Sampling Output
Sampling output is a data format used to represent input parameters and return results of the sampling process.
SamplingParams
Sampling parameters are used to control the model’s sampling behavior.
@dataclass
class SamplingParams:
max_tokens: Optional[int] = None
seed: Optional[int] = None
stop: Union[str, Sequence[str], Sequence[int], None] = None
temperature: float = 1.0
top_k: int = -1
top_p: float = 1.0
repetition_penalty: float = 1.0
max_tokens: Maximum number of tokens to generate
seed: Random seed
stop: Stop sequences, can be a string, sequence of strings, or sequence of token ids
temperature: Temperature parameter controlling sampling randomness. 0 means greedy sampling
top_k: Top-K sampling parameter, -1 means not used
top_p: Top-P (nucleus) sampling parameter
repetition_penalty: Repetition penalty coefficient
Conversion Methods
SamplingParams provides conversion methods to adapt to different inference engines:
# Convert to vLLM's SamplingParams
vllm_params = params.to_vllm(num_samples=4, logprobs=True, prompt_logprobs=0)

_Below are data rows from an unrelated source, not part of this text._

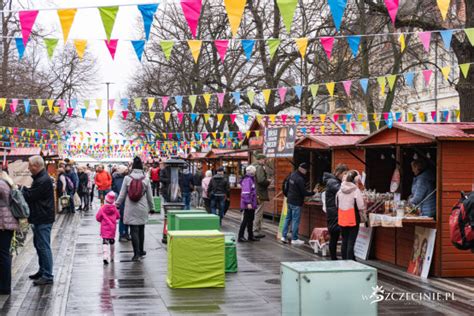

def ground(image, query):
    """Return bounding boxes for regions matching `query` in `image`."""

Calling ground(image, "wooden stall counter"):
[229,187,241,210]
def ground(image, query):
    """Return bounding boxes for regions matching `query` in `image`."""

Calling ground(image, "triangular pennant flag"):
[269,114,276,124]
[267,39,281,60]
[177,112,184,124]
[293,85,302,100]
[160,40,174,61]
[404,72,415,87]
[99,6,119,40]
[399,33,406,52]
[241,39,255,61]
[181,0,203,38]
[175,95,183,108]
[307,114,313,122]
[15,38,27,60]
[190,113,198,122]
[224,0,246,37]
[108,110,115,120]
[326,82,335,97]
[294,114,301,124]
[0,98,6,111]
[422,69,433,86]
[44,38,59,60]
[67,107,74,117]
[9,99,18,113]
[104,39,119,60]
[460,63,470,78]
[418,31,432,52]
[247,89,255,104]
[328,0,347,31]
[96,99,103,109]
[47,99,54,112]
[309,84,319,97]
[431,111,437,122]
[214,40,229,63]
[437,0,451,20]
[384,0,399,25]
[203,114,210,123]
[189,95,197,110]
[162,96,169,110]
[276,0,298,33]
[440,29,453,49]
[232,91,241,105]
[131,40,145,61]
[95,109,101,118]
[135,111,142,121]
[243,114,250,124]
[217,113,224,124]
[320,37,335,60]
[74,39,87,59]
[80,108,87,118]
[465,28,474,46]
[278,87,287,103]
[387,74,397,90]
[187,40,202,63]
[319,114,326,123]
[203,93,212,107]
[19,10,39,46]
[377,76,386,95]
[441,66,451,81]
[333,114,339,122]
[149,112,156,121]
[360,78,369,94]
[262,89,272,105]
[230,114,237,124]
[138,4,159,41]
[38,105,46,116]
[57,9,77,43]
[147,98,155,110]
[24,99,31,114]
[134,98,142,110]
[342,80,352,96]
[295,38,308,59]
[217,93,225,107]
[320,125,326,134]
[347,35,361,57]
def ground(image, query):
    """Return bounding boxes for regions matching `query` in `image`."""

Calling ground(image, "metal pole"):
[434,38,438,116]
[106,82,110,154]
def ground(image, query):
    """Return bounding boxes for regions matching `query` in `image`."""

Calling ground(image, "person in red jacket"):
[95,165,112,206]
[149,162,160,197]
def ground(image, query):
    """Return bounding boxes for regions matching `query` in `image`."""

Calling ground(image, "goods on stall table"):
[309,228,330,256]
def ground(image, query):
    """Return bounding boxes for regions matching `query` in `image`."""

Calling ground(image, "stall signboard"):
[355,226,374,260]
[264,125,297,158]
[8,160,32,187]
[407,226,436,278]
[249,136,264,149]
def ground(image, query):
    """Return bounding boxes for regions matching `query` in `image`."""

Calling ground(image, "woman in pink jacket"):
[96,191,120,265]
[0,171,19,295]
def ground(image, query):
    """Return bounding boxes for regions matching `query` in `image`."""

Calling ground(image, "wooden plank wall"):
[333,149,365,173]
[272,158,294,216]
[439,141,474,277]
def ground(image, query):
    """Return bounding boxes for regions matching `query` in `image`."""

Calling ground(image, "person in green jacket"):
[253,153,270,238]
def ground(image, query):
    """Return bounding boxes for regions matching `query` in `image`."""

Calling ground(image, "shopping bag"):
[74,193,81,206]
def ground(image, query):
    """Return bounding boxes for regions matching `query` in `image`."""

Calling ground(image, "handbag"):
[74,193,81,206]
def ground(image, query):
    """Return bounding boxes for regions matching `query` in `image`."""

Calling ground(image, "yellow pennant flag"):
[164,112,171,122]
[269,114,276,124]
[441,66,451,81]
[374,119,380,130]
[95,109,101,118]
[147,98,155,110]
[187,40,202,63]
[35,99,43,107]
[217,113,224,123]
[455,109,460,122]
[295,38,309,59]
[362,121,368,130]
[57,9,77,42]
[399,34,406,52]
[262,89,272,105]
[38,105,45,116]
[162,133,166,139]
[54,106,61,115]
[358,113,364,121]
[256,114,263,124]
[387,75,397,91]
[96,99,103,109]
[203,114,210,123]
[437,0,450,20]
[212,132,217,139]
[134,98,142,110]
[0,98,6,111]
[377,76,386,95]
[149,112,156,121]
[246,131,251,138]
[47,99,54,112]
[255,131,260,137]
[84,100,90,110]
[331,124,336,132]
[108,110,115,120]
[203,93,212,107]
[326,82,335,97]
[319,114,326,122]
[74,40,87,59]
[418,112,425,122]
[224,0,246,37]
[320,125,326,134]
[307,114,313,122]
[407,112,414,122]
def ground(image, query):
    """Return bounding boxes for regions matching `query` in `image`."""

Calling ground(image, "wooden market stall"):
[357,122,474,277]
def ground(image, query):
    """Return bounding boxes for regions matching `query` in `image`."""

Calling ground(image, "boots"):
[102,244,110,265]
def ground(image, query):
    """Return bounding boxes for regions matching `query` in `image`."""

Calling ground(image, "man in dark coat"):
[253,154,270,238]
[208,167,230,225]
[22,156,55,286]
[323,164,348,260]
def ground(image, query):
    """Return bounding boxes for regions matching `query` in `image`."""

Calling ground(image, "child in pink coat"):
[96,191,120,264]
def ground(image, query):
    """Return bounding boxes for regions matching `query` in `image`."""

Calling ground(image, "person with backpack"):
[65,164,79,213]
[179,168,194,210]
[0,171,19,295]
[112,165,130,242]
[115,157,154,262]
[57,168,75,213]
[208,167,230,225]
[149,162,160,197]
[238,166,259,242]
[193,165,204,207]
[77,166,90,212]
[95,165,112,206]
[323,164,349,260]
[281,163,315,245]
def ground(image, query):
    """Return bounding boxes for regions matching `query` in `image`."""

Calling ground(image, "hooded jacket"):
[179,172,194,194]
[323,172,342,231]
[0,180,19,231]
[201,176,212,199]
[96,203,120,239]
[22,169,55,225]
[240,175,257,210]
[336,181,366,227]
[208,174,230,197]
[95,170,112,191]
[409,169,436,217]
[287,170,314,207]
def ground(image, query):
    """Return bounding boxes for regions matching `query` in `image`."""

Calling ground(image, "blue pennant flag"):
[404,72,415,87]
[135,111,142,121]
[440,30,453,50]
[346,113,352,122]
[294,114,301,124]
[138,4,159,41]
[293,85,302,100]
[327,0,347,31]
[176,134,181,140]
[194,133,200,140]
[81,108,87,118]
[243,114,249,124]
[121,98,129,109]
[347,35,361,57]
[71,99,78,109]
[241,40,255,61]
[24,99,30,114]
[340,123,346,132]
[395,111,402,122]
[175,95,183,109]
[359,78,369,94]
[301,127,307,135]
[15,38,26,59]
[190,113,198,122]
[443,110,449,122]
[232,91,241,105]
[386,112,394,128]
[131,40,145,61]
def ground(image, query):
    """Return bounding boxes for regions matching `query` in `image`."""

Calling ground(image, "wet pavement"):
[1,203,474,315]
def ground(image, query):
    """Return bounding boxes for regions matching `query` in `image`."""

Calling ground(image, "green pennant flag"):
[267,39,281,60]
[44,38,59,60]
[465,28,474,46]
[387,74,397,91]
[276,0,298,33]
[99,6,119,40]
[189,95,197,110]
[309,84,319,97]
[247,89,256,104]
[460,63,470,78]
[160,40,174,61]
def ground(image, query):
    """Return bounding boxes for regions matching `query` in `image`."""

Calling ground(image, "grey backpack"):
[1,180,30,219]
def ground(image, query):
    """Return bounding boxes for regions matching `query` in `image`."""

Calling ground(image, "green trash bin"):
[167,210,207,231]
[153,197,161,214]
[175,214,220,231]
[225,233,238,273]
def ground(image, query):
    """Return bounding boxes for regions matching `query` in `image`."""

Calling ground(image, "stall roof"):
[357,123,474,146]
[296,135,366,149]
[205,149,248,160]
[187,152,207,160]
[8,147,42,156]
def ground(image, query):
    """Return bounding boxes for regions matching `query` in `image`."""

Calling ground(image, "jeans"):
[341,225,360,260]
[195,186,202,207]
[129,225,145,257]
[253,203,264,233]
[32,224,54,280]
[329,226,340,260]
[0,230,13,293]
[151,181,160,196]
[282,203,302,241]
[203,198,211,213]
[90,185,95,203]
[80,191,90,209]
[211,195,226,224]
[183,192,191,210]
[238,209,255,239]
[118,207,129,237]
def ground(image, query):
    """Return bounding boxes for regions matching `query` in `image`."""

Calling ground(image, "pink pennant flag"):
[202,132,208,140]
[67,108,74,117]
[278,87,287,103]
[168,133,173,140]
[351,122,356,131]
[177,112,184,123]
[230,114,237,124]
[162,96,169,110]
[214,40,229,63]
[104,39,119,60]
[320,37,335,60]
[180,0,203,38]
[383,112,389,120]
[58,99,66,111]
[418,32,432,52]
[310,127,316,134]
[217,92,225,107]
[422,69,433,86]
[13,127,18,135]
[384,0,399,25]
[431,111,437,122]
[108,99,115,109]
[19,10,39,45]
[343,80,352,96]
[281,114,288,124]
[333,113,339,122]
[122,110,129,120]
[10,99,18,113]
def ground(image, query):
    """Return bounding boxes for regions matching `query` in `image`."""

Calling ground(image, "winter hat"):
[299,162,309,170]
[105,191,116,205]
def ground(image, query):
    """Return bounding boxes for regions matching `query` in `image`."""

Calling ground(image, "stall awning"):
[206,149,248,160]
[296,135,366,149]
[187,152,207,160]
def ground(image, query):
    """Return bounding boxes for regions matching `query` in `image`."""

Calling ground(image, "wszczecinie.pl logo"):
[362,285,456,305]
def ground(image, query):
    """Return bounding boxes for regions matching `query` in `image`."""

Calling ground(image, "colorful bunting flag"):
[187,40,202,63]
[217,92,225,107]
[418,31,432,52]
[15,38,27,59]
[360,78,369,94]
[326,82,335,97]
[162,96,169,110]
[422,69,433,86]
[138,4,159,41]
[342,80,352,96]
[104,39,119,60]
[131,40,145,61]
[232,91,241,105]
[441,66,451,81]
[440,30,453,49]
[465,28,474,46]
[224,0,246,37]
[377,76,386,95]
[181,0,202,38]
[295,38,308,59]
[57,9,77,42]
[214,40,229,63]
[293,85,302,100]
[267,39,281,60]
[278,87,287,103]
[437,0,451,20]
[460,63,470,78]
[80,108,87,118]
[19,10,38,46]
[347,35,361,57]
[241,39,255,61]
[327,0,347,31]
[74,39,87,59]
[175,96,183,109]
[160,40,174,61]
[320,37,335,60]
[387,74,397,91]
[0,99,5,112]
[203,93,211,107]
[404,72,414,87]
[384,0,399,25]
[247,89,255,104]
[24,99,31,114]
[149,111,156,121]
[99,6,119,40]
[189,95,197,110]
[276,0,298,33]
[147,98,154,110]
[95,109,101,118]
[262,89,272,105]
[44,38,59,60]
[399,33,406,52]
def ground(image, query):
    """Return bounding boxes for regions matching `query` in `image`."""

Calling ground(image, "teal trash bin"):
[224,233,238,273]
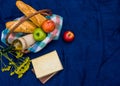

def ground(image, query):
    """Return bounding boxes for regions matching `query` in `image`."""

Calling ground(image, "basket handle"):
[6,9,52,45]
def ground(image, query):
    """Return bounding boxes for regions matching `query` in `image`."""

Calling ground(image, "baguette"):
[6,20,37,33]
[16,1,47,27]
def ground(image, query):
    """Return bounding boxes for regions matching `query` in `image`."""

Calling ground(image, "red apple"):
[63,31,75,42]
[42,20,55,33]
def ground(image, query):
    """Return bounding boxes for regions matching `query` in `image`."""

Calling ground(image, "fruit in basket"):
[42,20,55,33]
[63,31,75,42]
[33,28,47,41]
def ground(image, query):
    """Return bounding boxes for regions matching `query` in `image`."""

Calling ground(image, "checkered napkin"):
[1,14,63,53]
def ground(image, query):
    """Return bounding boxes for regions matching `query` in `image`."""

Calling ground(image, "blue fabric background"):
[0,0,120,86]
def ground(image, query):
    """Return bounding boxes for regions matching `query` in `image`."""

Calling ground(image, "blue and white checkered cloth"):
[1,14,63,53]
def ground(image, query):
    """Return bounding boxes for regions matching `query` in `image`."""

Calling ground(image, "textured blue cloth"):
[0,0,120,86]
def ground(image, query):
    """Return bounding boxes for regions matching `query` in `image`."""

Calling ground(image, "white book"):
[31,50,63,79]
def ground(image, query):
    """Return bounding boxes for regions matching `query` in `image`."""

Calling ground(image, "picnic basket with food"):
[0,0,63,78]
[1,0,63,53]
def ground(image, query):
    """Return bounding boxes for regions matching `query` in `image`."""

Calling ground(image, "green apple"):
[33,28,46,41]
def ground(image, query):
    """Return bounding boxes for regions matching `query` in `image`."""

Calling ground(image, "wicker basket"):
[2,9,63,53]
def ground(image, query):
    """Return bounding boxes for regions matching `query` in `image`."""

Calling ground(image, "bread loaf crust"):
[16,1,47,27]
[6,20,37,33]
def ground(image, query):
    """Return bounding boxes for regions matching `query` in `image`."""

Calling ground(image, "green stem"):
[3,53,17,68]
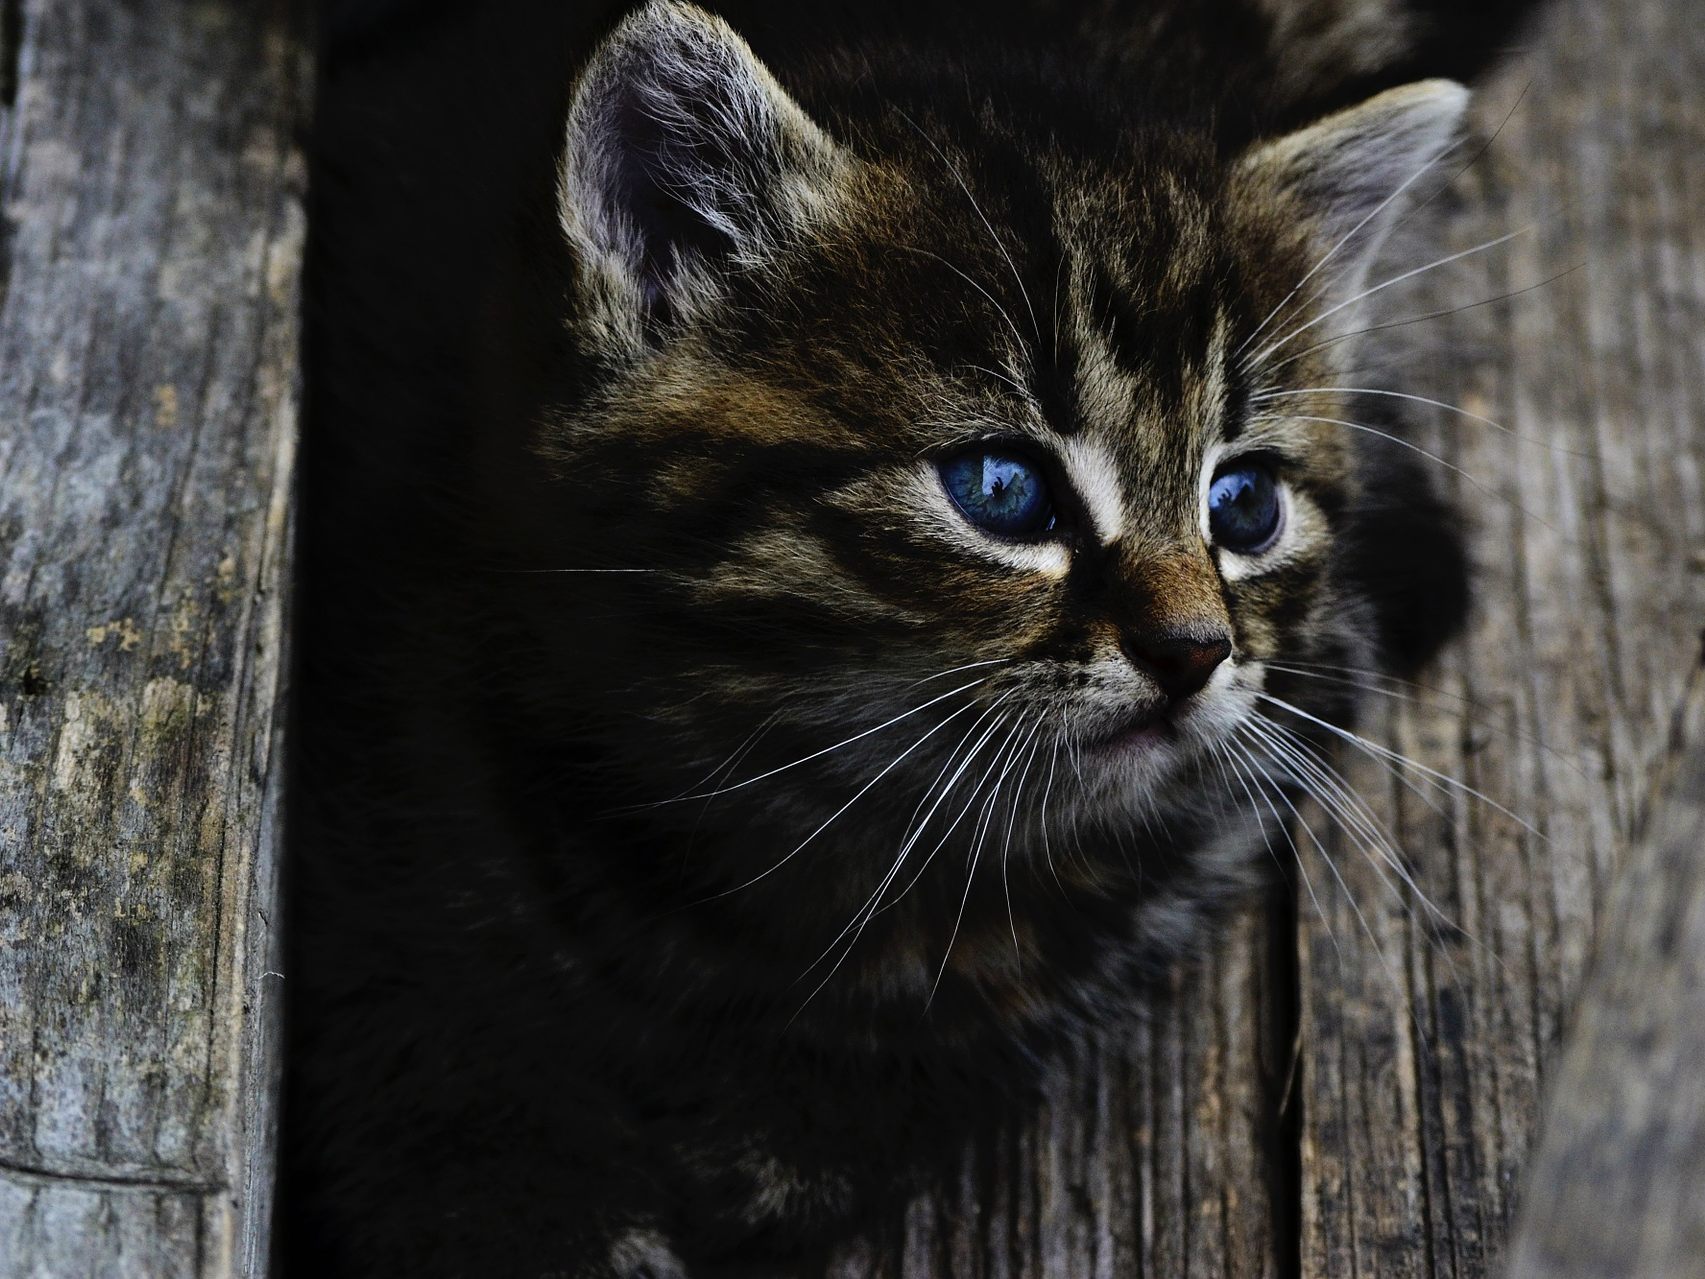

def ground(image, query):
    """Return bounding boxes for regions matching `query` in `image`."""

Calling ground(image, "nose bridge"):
[1107,540,1234,700]
[1112,541,1230,638]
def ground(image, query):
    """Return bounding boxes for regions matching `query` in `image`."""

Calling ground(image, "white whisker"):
[901,656,1015,689]
[1233,726,1408,1003]
[1039,735,1065,894]
[791,693,1018,1014]
[883,703,1027,916]
[1233,136,1467,362]
[707,697,986,900]
[1245,713,1510,987]
[894,106,1043,346]
[1256,692,1543,839]
[928,714,1037,1006]
[1264,662,1590,783]
[1249,386,1583,457]
[899,245,1031,359]
[1222,733,1341,966]
[639,674,993,808]
[1252,410,1559,532]
[963,362,1032,398]
[999,721,1048,963]
[1256,263,1585,381]
[1246,226,1531,373]
[1244,715,1457,942]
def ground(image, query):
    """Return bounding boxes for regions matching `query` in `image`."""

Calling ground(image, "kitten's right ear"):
[559,1,847,343]
[1236,79,1469,316]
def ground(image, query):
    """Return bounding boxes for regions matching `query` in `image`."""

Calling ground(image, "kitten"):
[287,0,1535,1273]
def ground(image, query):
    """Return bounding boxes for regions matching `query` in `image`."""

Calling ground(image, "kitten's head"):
[495,2,1468,964]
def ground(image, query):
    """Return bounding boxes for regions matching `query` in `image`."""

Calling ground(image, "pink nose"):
[1121,628,1232,700]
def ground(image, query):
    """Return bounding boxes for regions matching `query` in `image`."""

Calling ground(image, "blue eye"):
[1207,461,1282,553]
[940,449,1056,538]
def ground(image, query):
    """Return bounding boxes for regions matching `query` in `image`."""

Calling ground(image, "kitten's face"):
[522,2,1465,924]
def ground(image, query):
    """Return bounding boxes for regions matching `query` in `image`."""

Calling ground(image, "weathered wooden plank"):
[1294,0,1705,1275]
[1504,667,1705,1278]
[0,0,306,1273]
[820,907,1282,1278]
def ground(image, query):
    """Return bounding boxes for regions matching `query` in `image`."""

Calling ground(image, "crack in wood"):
[0,0,19,109]
[0,1156,222,1197]
[1267,876,1304,1279]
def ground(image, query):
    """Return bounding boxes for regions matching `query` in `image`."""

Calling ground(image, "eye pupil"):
[941,450,1055,538]
[1207,462,1281,552]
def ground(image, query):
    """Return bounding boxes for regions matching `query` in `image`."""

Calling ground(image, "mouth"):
[1083,704,1178,755]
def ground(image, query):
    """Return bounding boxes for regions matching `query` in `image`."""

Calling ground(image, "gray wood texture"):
[1505,670,1705,1278]
[0,0,306,1274]
[819,0,1705,1272]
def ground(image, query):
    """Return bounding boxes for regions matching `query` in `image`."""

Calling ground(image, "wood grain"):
[0,0,306,1273]
[1293,0,1705,1274]
[1505,667,1705,1278]
[821,908,1283,1279]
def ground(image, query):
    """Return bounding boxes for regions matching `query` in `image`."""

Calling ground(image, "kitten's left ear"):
[559,0,849,340]
[1236,79,1469,308]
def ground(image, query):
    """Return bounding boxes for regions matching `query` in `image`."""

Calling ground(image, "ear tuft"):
[559,1,845,336]
[1239,79,1470,306]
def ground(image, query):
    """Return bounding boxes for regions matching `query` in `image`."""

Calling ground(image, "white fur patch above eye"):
[1058,435,1127,544]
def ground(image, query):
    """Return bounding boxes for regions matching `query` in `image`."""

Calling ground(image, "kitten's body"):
[288,2,1531,1272]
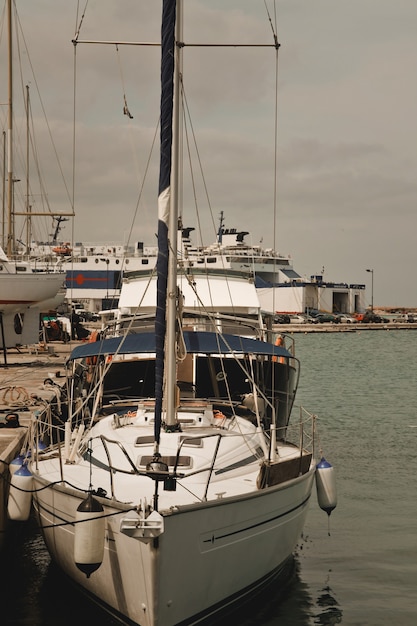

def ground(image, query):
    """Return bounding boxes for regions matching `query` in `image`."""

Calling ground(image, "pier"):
[0,342,72,548]
[273,321,417,333]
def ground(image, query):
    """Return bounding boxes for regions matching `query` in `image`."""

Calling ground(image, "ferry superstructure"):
[30,215,300,312]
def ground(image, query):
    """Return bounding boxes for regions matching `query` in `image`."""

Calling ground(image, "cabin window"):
[16,266,27,272]
[141,259,149,265]
[195,355,252,400]
[206,257,216,263]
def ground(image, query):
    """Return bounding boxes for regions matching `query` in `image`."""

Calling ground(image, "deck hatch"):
[139,455,193,469]
[135,436,155,446]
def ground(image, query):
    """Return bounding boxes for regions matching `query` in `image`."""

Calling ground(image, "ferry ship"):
[30,213,300,309]
[30,213,366,317]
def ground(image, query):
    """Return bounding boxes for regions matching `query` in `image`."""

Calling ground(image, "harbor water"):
[1,329,416,625]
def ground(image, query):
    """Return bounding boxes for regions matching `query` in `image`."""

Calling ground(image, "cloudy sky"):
[1,1,416,307]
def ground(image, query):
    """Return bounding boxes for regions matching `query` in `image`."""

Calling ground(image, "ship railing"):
[97,432,225,501]
[28,403,317,500]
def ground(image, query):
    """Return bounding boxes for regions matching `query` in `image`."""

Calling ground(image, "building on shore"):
[257,275,366,315]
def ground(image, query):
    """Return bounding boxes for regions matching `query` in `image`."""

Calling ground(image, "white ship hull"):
[0,272,64,314]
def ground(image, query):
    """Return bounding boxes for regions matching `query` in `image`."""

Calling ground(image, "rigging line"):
[264,0,281,314]
[180,86,212,236]
[69,24,79,296]
[273,16,280,315]
[181,85,239,317]
[264,0,280,51]
[73,0,89,43]
[181,90,219,312]
[27,100,48,215]
[181,84,220,250]
[181,84,204,249]
[24,92,59,226]
[115,43,134,119]
[71,47,77,201]
[121,114,160,261]
[106,52,160,261]
[72,40,277,48]
[0,3,5,42]
[183,43,279,48]
[182,117,225,314]
[13,9,74,214]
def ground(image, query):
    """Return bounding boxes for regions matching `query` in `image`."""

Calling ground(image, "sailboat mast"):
[154,0,177,442]
[26,84,30,252]
[1,132,5,249]
[26,85,32,254]
[6,0,14,257]
[165,0,182,427]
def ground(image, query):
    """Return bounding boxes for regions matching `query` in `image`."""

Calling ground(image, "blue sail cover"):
[154,0,176,443]
[69,331,292,361]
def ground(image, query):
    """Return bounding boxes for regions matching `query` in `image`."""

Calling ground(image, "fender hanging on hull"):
[315,457,337,516]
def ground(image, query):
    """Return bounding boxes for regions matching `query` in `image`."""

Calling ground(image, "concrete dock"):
[0,340,74,548]
[271,321,417,333]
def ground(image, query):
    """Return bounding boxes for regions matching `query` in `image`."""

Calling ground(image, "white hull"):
[0,268,65,347]
[31,389,315,626]
[34,468,314,626]
[0,272,64,314]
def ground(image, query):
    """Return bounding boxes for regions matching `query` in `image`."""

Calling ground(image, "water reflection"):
[213,557,343,626]
[314,579,343,625]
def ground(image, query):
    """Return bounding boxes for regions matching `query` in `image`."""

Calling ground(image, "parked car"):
[303,314,316,324]
[71,302,86,318]
[289,314,308,324]
[336,314,357,323]
[82,311,100,322]
[71,303,99,322]
[274,314,291,324]
[361,312,389,323]
[397,313,416,323]
[315,313,340,324]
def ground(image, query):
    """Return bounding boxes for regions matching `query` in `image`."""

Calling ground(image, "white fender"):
[315,457,337,516]
[74,493,105,578]
[8,463,33,521]
[10,453,27,475]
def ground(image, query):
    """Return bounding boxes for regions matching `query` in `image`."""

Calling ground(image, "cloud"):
[1,1,416,306]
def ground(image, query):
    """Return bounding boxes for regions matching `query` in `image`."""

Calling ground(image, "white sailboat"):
[0,246,63,315]
[0,0,65,347]
[25,3,336,625]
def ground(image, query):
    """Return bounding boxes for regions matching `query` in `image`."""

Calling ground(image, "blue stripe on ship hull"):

# Convert to transformers' generate parameters
gen_kwargs = params.to_transformers(tokenizer=tokenizer)
SampleResponse
Sample response is the result data structure returned by the sampler.
@dataclass
class SampleResponse:
trajectories: List[Trajectory]
logprobs: Optional[List[List[float]]] = None
prompt_logprobs: Optional[List[List[float]]] = None
stop_reason: Optional[List[StopReason]] = None
trajectories: List of generated trajectories
logprobs: Log probabilities of generated tokens
prompt_logprobs: Log probabilities of prompt tokens
stop_reason: Stop reason, can be “length” (reached max length) or “stop” (encountered stop sequence)
Usage example:
from twinkle.data_format import SamplingParams, SampleResponse
from twinkle.sampler import vLLMSampler
sampler = vLLMSampler(model_id='ms://Qwen/Qwen3.5-4B')
params = SamplingParams(max_tokens=512, temperature=0.7, top_p=0.9)
response: SampleResponse = sampler.sample(trajectories, sampling_params=params, num_samples=4)
# Access generated trajectories
for traj in response.trajectories:
print(traj.messages)